The European Center for Disease Prevention and Control (ECDC), in a report published on March 18, predicted that many people fleeing Ukraine due to the war had not been fully vaccinated against COVID-19, TheSchengen.com reports.
“In the absence of documented evidence of prior vaccination, eligible children and adults from Ukraine should be offered an initial course of vaccination against COVID-19 in addition to a booster dose, but the elderly, pregnant women, immunocompromised individuals and individuals with higher underlying conditions should prioritize the risk of Incidence of severe disease. A physical or digital record of vaccination should be provided, for future reference, including for people in transit to another country,” the report explains.

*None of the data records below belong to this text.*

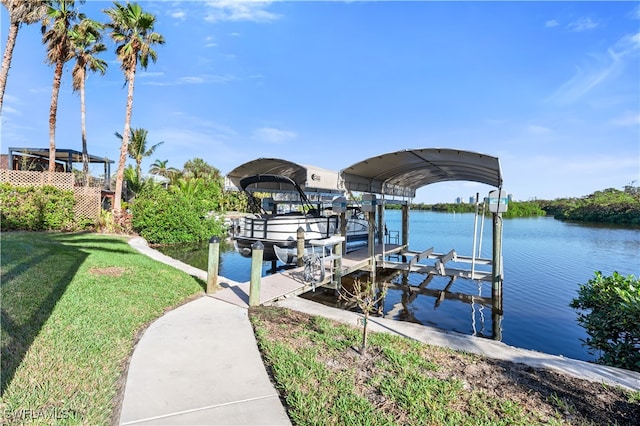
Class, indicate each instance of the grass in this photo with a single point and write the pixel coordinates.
(72, 306)
(324, 378)
(325, 381)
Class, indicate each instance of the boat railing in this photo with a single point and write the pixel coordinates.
(285, 226)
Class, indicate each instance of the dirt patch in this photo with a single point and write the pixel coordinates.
(111, 271)
(549, 394)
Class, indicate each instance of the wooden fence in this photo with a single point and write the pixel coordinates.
(87, 198)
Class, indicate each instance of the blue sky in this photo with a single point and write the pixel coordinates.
(551, 88)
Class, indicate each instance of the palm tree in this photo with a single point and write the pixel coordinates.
(55, 35)
(20, 12)
(138, 146)
(85, 39)
(132, 30)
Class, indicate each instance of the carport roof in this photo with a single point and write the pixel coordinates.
(400, 173)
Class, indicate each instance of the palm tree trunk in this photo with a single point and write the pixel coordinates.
(83, 118)
(6, 59)
(124, 148)
(57, 78)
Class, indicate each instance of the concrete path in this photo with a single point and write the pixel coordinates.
(199, 364)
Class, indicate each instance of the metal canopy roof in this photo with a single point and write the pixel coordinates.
(309, 178)
(401, 173)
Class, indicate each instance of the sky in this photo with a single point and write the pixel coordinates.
(550, 88)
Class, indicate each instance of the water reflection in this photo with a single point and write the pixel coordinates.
(406, 302)
(545, 261)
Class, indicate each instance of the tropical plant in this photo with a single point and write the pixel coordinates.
(160, 168)
(609, 310)
(366, 296)
(165, 217)
(134, 182)
(138, 146)
(20, 12)
(86, 44)
(132, 30)
(60, 17)
(36, 208)
(188, 187)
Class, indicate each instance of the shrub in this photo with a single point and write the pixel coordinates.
(163, 217)
(36, 209)
(610, 311)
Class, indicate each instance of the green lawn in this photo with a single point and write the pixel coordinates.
(72, 306)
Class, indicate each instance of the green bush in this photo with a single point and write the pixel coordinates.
(610, 313)
(163, 216)
(36, 209)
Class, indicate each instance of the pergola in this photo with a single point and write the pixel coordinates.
(65, 157)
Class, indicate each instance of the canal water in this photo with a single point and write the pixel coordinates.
(545, 261)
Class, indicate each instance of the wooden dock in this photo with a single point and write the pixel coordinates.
(291, 282)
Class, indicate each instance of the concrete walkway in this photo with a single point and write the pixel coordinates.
(199, 364)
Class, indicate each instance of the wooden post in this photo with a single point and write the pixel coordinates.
(257, 253)
(337, 270)
(343, 230)
(405, 225)
(213, 264)
(496, 270)
(405, 228)
(372, 246)
(381, 225)
(300, 246)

According to the ECDC, first-line workers such as health care workers or volunteers, if not already vaccinated, should receive a full COVID-19 vaccination course and a booster dose according to national guidelines.

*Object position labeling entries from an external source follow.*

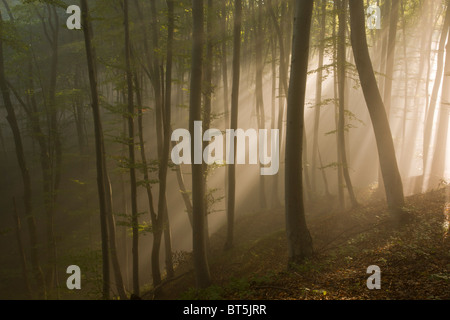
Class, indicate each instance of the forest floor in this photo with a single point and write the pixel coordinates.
(414, 258)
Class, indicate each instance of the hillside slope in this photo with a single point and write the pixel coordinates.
(414, 259)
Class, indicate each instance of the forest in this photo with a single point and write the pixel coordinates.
(224, 150)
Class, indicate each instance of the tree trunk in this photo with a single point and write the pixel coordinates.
(318, 102)
(439, 157)
(234, 122)
(163, 214)
(299, 238)
(386, 152)
(131, 153)
(391, 55)
(23, 260)
(27, 196)
(339, 169)
(341, 66)
(100, 157)
(429, 121)
(259, 39)
(201, 267)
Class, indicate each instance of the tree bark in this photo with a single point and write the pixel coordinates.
(386, 152)
(201, 267)
(341, 66)
(234, 121)
(299, 238)
(131, 153)
(318, 100)
(100, 157)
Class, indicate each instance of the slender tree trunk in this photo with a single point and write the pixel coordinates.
(341, 66)
(27, 196)
(339, 168)
(112, 236)
(201, 267)
(439, 158)
(299, 238)
(23, 260)
(259, 39)
(90, 53)
(131, 153)
(163, 214)
(391, 55)
(318, 101)
(234, 121)
(386, 152)
(429, 121)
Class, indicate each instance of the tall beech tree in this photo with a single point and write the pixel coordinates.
(99, 149)
(234, 121)
(299, 238)
(201, 267)
(26, 179)
(378, 114)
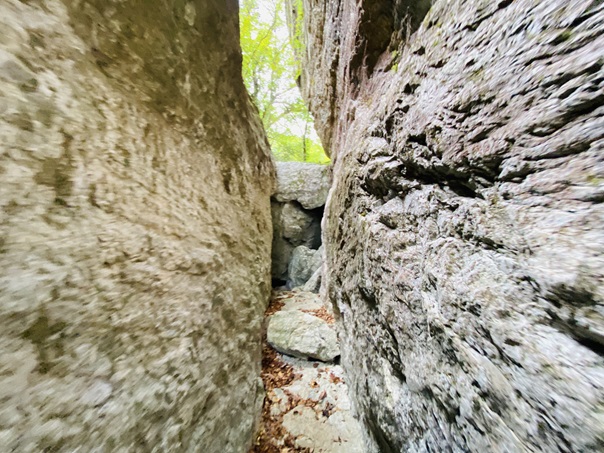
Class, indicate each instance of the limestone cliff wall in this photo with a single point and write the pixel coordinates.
(135, 234)
(465, 230)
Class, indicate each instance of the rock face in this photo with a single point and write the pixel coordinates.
(297, 210)
(134, 179)
(303, 265)
(308, 184)
(464, 233)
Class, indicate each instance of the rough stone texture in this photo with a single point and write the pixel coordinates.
(304, 263)
(134, 231)
(465, 231)
(293, 226)
(293, 331)
(306, 183)
(329, 426)
(297, 210)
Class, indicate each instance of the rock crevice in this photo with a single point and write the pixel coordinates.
(463, 230)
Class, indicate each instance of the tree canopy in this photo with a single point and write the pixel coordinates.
(270, 70)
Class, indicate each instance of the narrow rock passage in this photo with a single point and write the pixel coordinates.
(306, 408)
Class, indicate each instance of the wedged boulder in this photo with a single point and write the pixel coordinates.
(306, 183)
(135, 228)
(292, 226)
(304, 263)
(300, 227)
(300, 334)
(464, 231)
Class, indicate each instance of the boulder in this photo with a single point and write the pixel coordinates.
(292, 226)
(304, 263)
(300, 227)
(306, 183)
(300, 334)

In order to reduce the spread of COVID-19 in reception centers, the European Center for Disease Control and Prevention stated that it is necessary to consider testing all people who have already been displaced from Ukraine. If there is no testing capacity, then those showing signs similar to COVID-19 should receive the needed support.
The report shows that other measures that could be considered include ensuring access to and use of clean water, disinfectants, and full implementation of hygiene.
The European Early Childhood Center (ECDC) has acknowledged that in the wake of the massive influx of Ukrainian refugees, the resources and capacities of reception centers may be limited and also have the potential for change in the short term, which is why these recommendations should be taken into account.
In addition, the Center engages in bilateral and multilateral dialogue with stakeholders as well as the European Union along with international bodies in regular needs assessments in order to plan and implement specific support for the ECD Center.
Moreover, the latest data published by the Centers for Disease Control and Prevention on March 17 revealed that the situation with COVID-19 is improving.
Meanwhile, many EU and Schengen countries, including Belgium, Bulgaria, Croatia, Hungary, Luxembourg, Poland, Romania and Malta, have reported lower infection rates compared to previous weeks. The majority of these countries have also eased travel rules, after two years of adhering to strict rules on the movement of travelers in and out of their territories in an effort to contain the spread of the virus.